Aston University’s Professor David Bennett and Kirit Vaidya were specially commissioned by the United Nations Industrial Development Organisation (UNIDO) to produce the innovative ideas to help the world’s poorest countries to develop. Their recommendations give special consideration to improving economies and enhancing social welfare in ways that would not be to the detriment of the environment.
Bennett and Vaidya found that both industrialised and poorer nations could benefit if their recommendations were implemented. The poorer nations would gain the technologies and knowledge of their industrialised counterparts while the technology providers would benefit from the openness of newly created markets.

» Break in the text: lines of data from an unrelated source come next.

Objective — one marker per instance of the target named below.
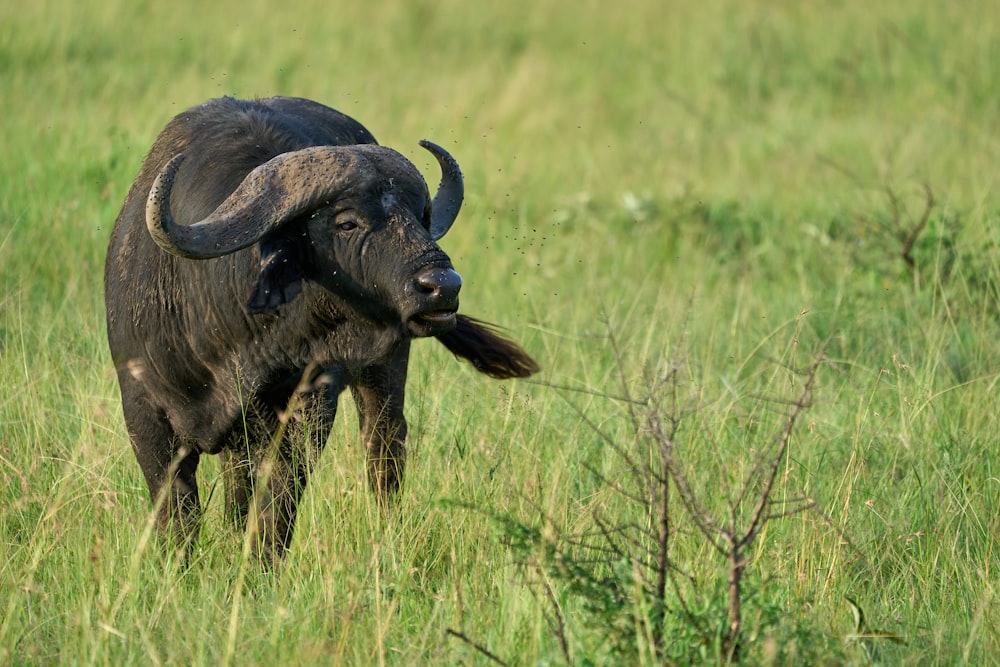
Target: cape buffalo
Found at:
(269, 255)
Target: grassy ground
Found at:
(729, 185)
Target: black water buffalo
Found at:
(269, 255)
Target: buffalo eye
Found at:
(347, 226)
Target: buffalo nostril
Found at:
(443, 283)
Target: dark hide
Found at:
(245, 354)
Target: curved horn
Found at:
(270, 195)
(448, 200)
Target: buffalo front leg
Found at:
(379, 393)
(169, 467)
(280, 472)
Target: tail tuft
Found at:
(490, 353)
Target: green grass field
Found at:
(725, 188)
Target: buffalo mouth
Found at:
(433, 322)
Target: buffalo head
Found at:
(356, 220)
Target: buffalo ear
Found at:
(280, 277)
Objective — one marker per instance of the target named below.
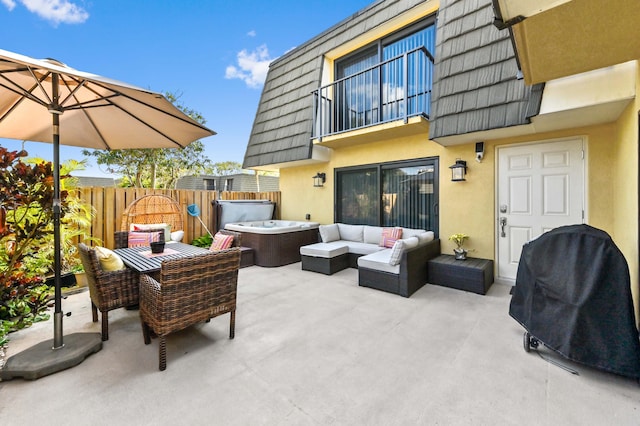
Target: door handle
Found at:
(503, 224)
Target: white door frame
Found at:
(496, 228)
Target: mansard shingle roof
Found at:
(282, 126)
(475, 84)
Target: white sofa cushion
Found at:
(379, 261)
(372, 234)
(399, 248)
(362, 248)
(327, 250)
(408, 232)
(425, 237)
(351, 232)
(329, 233)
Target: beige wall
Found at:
(469, 206)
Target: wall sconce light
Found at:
(319, 179)
(458, 171)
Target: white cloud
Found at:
(56, 11)
(252, 67)
(9, 3)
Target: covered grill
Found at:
(573, 294)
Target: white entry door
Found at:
(540, 187)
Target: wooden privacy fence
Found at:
(110, 203)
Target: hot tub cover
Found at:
(573, 294)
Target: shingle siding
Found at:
(475, 86)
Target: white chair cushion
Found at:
(362, 248)
(329, 233)
(426, 237)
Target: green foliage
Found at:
(26, 232)
(204, 241)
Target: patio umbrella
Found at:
(47, 101)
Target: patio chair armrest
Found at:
(150, 296)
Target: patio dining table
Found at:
(142, 260)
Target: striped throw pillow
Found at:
(389, 236)
(221, 242)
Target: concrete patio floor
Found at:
(315, 350)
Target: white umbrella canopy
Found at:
(47, 101)
(97, 112)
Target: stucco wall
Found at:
(624, 173)
(469, 206)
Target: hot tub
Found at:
(276, 242)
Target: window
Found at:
(210, 184)
(385, 81)
(389, 194)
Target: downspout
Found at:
(500, 24)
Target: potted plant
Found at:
(460, 252)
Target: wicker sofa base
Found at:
(414, 272)
(270, 250)
(325, 265)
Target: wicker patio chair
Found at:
(108, 290)
(153, 208)
(191, 290)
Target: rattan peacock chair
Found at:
(147, 210)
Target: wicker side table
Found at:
(475, 275)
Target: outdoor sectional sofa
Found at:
(400, 269)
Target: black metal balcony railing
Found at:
(397, 88)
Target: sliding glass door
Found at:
(389, 194)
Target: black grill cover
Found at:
(573, 294)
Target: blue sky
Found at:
(214, 53)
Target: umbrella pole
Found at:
(43, 359)
(57, 263)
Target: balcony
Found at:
(396, 89)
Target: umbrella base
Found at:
(41, 360)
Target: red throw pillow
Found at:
(389, 236)
(137, 239)
(221, 242)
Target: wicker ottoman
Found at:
(326, 258)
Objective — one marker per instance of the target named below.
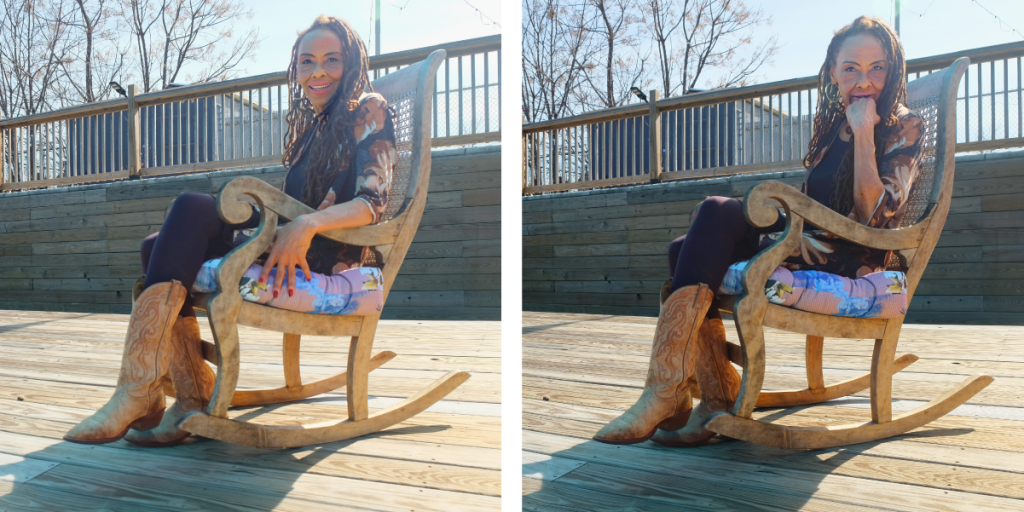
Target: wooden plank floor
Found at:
(581, 371)
(56, 369)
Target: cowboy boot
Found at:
(165, 380)
(666, 394)
(718, 380)
(137, 400)
(194, 382)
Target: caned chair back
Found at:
(934, 98)
(409, 92)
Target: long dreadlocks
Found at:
(333, 146)
(832, 115)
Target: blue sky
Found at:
(420, 23)
(805, 27)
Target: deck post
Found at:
(134, 135)
(655, 138)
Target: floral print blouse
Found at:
(368, 180)
(899, 169)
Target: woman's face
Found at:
(320, 67)
(860, 69)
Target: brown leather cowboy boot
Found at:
(165, 380)
(719, 383)
(666, 394)
(138, 400)
(194, 382)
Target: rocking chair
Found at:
(409, 92)
(934, 98)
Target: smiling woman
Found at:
(862, 162)
(339, 153)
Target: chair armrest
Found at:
(233, 201)
(762, 215)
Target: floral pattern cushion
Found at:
(878, 295)
(354, 291)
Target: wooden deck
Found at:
(57, 368)
(581, 371)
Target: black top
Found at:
(821, 181)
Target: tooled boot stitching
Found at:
(667, 381)
(143, 359)
(194, 387)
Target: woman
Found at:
(862, 162)
(339, 153)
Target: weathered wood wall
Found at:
(76, 249)
(605, 251)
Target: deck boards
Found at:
(581, 371)
(57, 368)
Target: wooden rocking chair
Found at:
(934, 98)
(409, 92)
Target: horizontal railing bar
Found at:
(697, 99)
(983, 54)
(469, 46)
(455, 49)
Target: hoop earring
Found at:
(833, 95)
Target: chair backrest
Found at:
(934, 98)
(409, 91)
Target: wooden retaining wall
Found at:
(605, 251)
(76, 249)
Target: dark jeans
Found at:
(193, 232)
(718, 238)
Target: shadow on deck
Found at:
(58, 368)
(582, 371)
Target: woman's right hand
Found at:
(862, 116)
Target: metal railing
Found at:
(229, 124)
(747, 129)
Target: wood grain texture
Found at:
(64, 366)
(581, 371)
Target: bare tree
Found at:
(35, 45)
(555, 58)
(614, 28)
(172, 37)
(97, 55)
(692, 36)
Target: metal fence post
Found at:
(3, 154)
(523, 157)
(134, 135)
(554, 157)
(655, 138)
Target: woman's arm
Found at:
(293, 240)
(867, 186)
(374, 162)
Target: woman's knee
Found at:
(718, 209)
(190, 203)
(145, 252)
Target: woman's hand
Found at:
(289, 252)
(867, 186)
(862, 116)
(293, 239)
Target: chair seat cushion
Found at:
(355, 291)
(879, 295)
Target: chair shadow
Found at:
(120, 477)
(727, 474)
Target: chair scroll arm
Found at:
(238, 210)
(235, 209)
(825, 218)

The academics looked at the way countries including China, Korea and Taiwan have benefited from successful technology transfer and being open to foreign investment. These Asian countries have boosted their economies in recent years by gaining experience in basic industries, including textiles and sportswear manufacturing.

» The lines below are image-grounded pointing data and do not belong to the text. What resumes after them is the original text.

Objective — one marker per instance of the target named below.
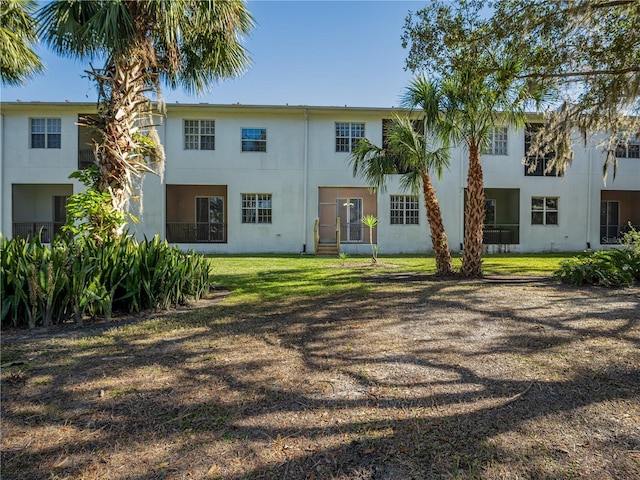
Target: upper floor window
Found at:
(629, 148)
(254, 139)
(348, 135)
(537, 166)
(46, 132)
(404, 210)
(256, 208)
(497, 142)
(199, 134)
(544, 210)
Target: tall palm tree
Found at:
(463, 108)
(408, 151)
(18, 33)
(145, 43)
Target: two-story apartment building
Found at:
(244, 179)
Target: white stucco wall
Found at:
(301, 158)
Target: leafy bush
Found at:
(605, 267)
(41, 285)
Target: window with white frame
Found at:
(348, 135)
(199, 135)
(254, 139)
(537, 166)
(405, 210)
(46, 132)
(256, 208)
(544, 210)
(497, 142)
(629, 147)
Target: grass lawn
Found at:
(308, 368)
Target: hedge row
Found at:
(45, 285)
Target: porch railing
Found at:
(501, 234)
(612, 234)
(46, 230)
(196, 232)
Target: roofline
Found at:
(228, 106)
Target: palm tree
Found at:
(407, 151)
(186, 43)
(463, 108)
(18, 33)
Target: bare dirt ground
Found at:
(418, 379)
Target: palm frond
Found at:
(18, 34)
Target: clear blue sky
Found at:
(304, 53)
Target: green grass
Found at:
(273, 277)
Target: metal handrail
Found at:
(196, 232)
(45, 230)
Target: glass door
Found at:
(350, 213)
(609, 222)
(210, 219)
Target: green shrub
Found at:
(609, 268)
(41, 285)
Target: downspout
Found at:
(305, 178)
(462, 185)
(163, 183)
(589, 199)
(2, 178)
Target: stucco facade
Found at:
(249, 179)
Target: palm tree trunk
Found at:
(124, 115)
(438, 234)
(474, 217)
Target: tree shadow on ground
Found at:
(408, 380)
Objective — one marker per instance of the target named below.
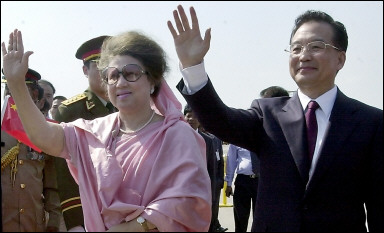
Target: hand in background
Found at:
(190, 47)
(15, 61)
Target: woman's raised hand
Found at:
(15, 61)
(190, 47)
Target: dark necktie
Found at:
(255, 163)
(310, 118)
(110, 107)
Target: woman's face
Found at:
(129, 97)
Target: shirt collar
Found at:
(325, 101)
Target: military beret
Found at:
(31, 76)
(90, 49)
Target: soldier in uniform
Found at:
(90, 104)
(28, 181)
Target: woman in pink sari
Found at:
(140, 169)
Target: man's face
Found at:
(315, 72)
(48, 93)
(192, 120)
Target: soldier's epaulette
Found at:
(74, 99)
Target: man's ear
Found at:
(35, 95)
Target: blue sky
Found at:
(247, 46)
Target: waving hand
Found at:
(190, 47)
(15, 60)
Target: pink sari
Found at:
(159, 173)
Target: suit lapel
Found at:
(293, 126)
(339, 128)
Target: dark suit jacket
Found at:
(211, 160)
(87, 106)
(348, 174)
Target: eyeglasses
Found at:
(130, 72)
(314, 47)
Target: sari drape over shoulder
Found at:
(159, 172)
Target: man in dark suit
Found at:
(298, 190)
(212, 166)
(90, 104)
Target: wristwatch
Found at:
(143, 222)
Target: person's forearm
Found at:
(47, 136)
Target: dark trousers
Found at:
(243, 198)
(215, 211)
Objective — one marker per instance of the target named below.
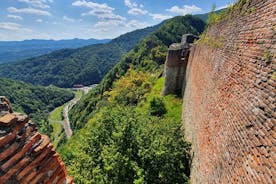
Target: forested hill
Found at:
(11, 51)
(124, 131)
(64, 68)
(36, 101)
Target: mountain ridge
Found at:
(12, 51)
(64, 68)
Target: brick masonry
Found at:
(229, 100)
(26, 156)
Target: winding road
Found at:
(66, 121)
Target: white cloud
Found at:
(136, 24)
(157, 16)
(101, 11)
(137, 11)
(15, 17)
(65, 18)
(130, 4)
(106, 24)
(186, 9)
(37, 3)
(29, 11)
(225, 6)
(10, 26)
(93, 5)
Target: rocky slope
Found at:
(26, 156)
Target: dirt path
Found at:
(66, 121)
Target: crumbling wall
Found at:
(26, 156)
(229, 99)
(175, 65)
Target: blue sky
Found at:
(66, 19)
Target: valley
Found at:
(59, 117)
(189, 99)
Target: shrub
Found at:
(157, 107)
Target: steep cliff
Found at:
(26, 156)
(229, 97)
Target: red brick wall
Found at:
(229, 100)
(27, 156)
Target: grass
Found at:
(173, 104)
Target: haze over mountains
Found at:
(11, 51)
(64, 68)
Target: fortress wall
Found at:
(229, 99)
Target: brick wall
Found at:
(229, 100)
(27, 156)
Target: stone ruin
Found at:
(26, 156)
(176, 64)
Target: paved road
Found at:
(67, 108)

Bennett and Vaidya believe countries in Africa can develop new, environmentally-friendly and locally useful energies including solar power. They could also make use of new communications technology to improve information and training and break into new services, including call centres and data processing.
'It's important that the developing nations don't reach for the skies at this point,' said co-author, Kirit Vaidya, 'and for the industrialised nations to be as open as possible to the needs of such countries and provide appropriate technologies that will help them achieve sensible targets.'
The Aston academics’ recommendations will help form part of the United Nations official policy on technology transfer and as such will be debated at the Johannesburg Summit. UNIDO aims to greatly increase the efforts to support sustainable development to better manage global resources in a rapidly changing world. According to a report from the United Nations, if current patterns of development continue, nearly half of the world's people will suffer from water shortages within the next 25 years. The use of fossil fuels, along with greenhouse gas emissions, will grow and the world's forests will continue to disappear.